Although the dollar moved in a distinct pattern around the past 31 elections, its behavior varied based on the type of election. It shows the dollar’s average gains and losses in the 12 periods surrounding all election days and compares it to the dollar’s performance in even-numbered years — either presidential or mid-term congressional elections — and the benchmark moves for the periods of the same length over the past 31 years.

The dollar was more bullish surrounding presidential and midterm congressional elections than during less-significant ones. In even-numbered years, the index posted either smaller average losses or larger gains in 11 of the figure’s 12 periods.

The index’s performance in the first month after the election highlights this trend. In general, the dollar traded sideways in the second week following an election, but after presidential and congressional elections, its 0.17-percent, five-day gain doubled to 0.34 percent by the 10th day. This postelection rally during even-numbered years culminated in a 0.61- percent average gain by the end of the first month — nearly three times as large as the 0.21-percent climb in the same period overall.

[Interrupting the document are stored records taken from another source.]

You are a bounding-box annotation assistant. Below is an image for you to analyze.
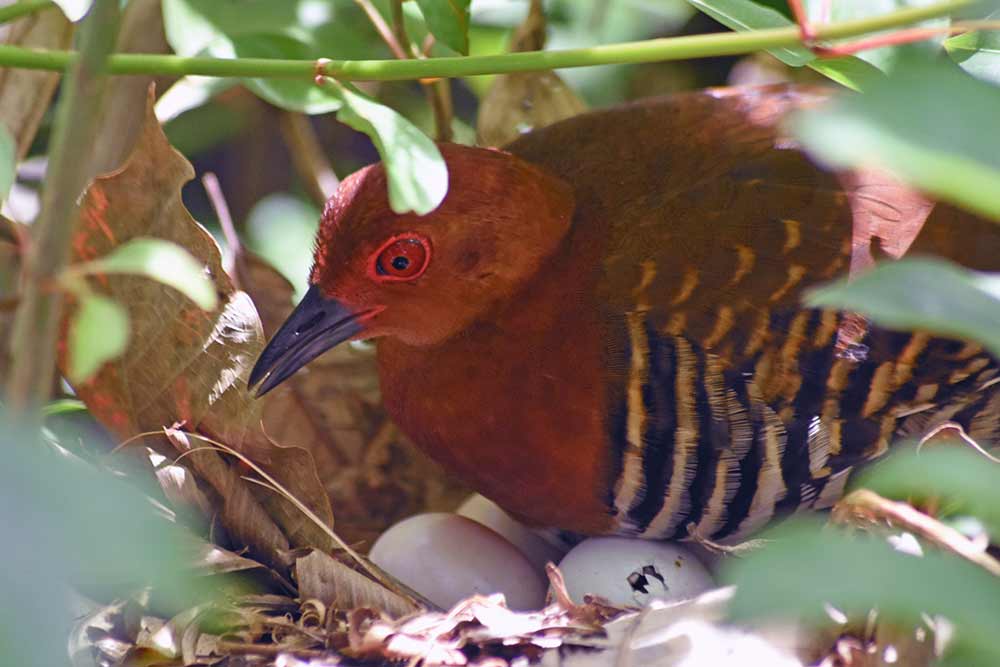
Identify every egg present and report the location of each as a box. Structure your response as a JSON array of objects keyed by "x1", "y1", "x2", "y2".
[
  {"x1": 369, "y1": 513, "x2": 546, "y2": 610},
  {"x1": 456, "y1": 493, "x2": 566, "y2": 575},
  {"x1": 559, "y1": 537, "x2": 715, "y2": 607}
]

It breaks down average gains and losses into different election types: presidential and midterm congressional; odd-numbered (non-national election) years; midterm congressional only (1974, 1978, 1982, etc.); and presidential only. Comparing the first category’s average and median values reinforces conclusions drawn. The dollar’s median value was higher than its average in eight of the 12 periods around elections in even-numbered years. Therefore, the dollar has likely performed better before and especially following presidential and mid-term congressional elections.

The table also shows the U.S. dollar sold off leading up to and after oddyear elections. While the index gained an average 0.18 percent in the 15 days before these events and 0.24 percent by the 60th day following them, it fell or traded sideways in the table’s 10 remaining periods.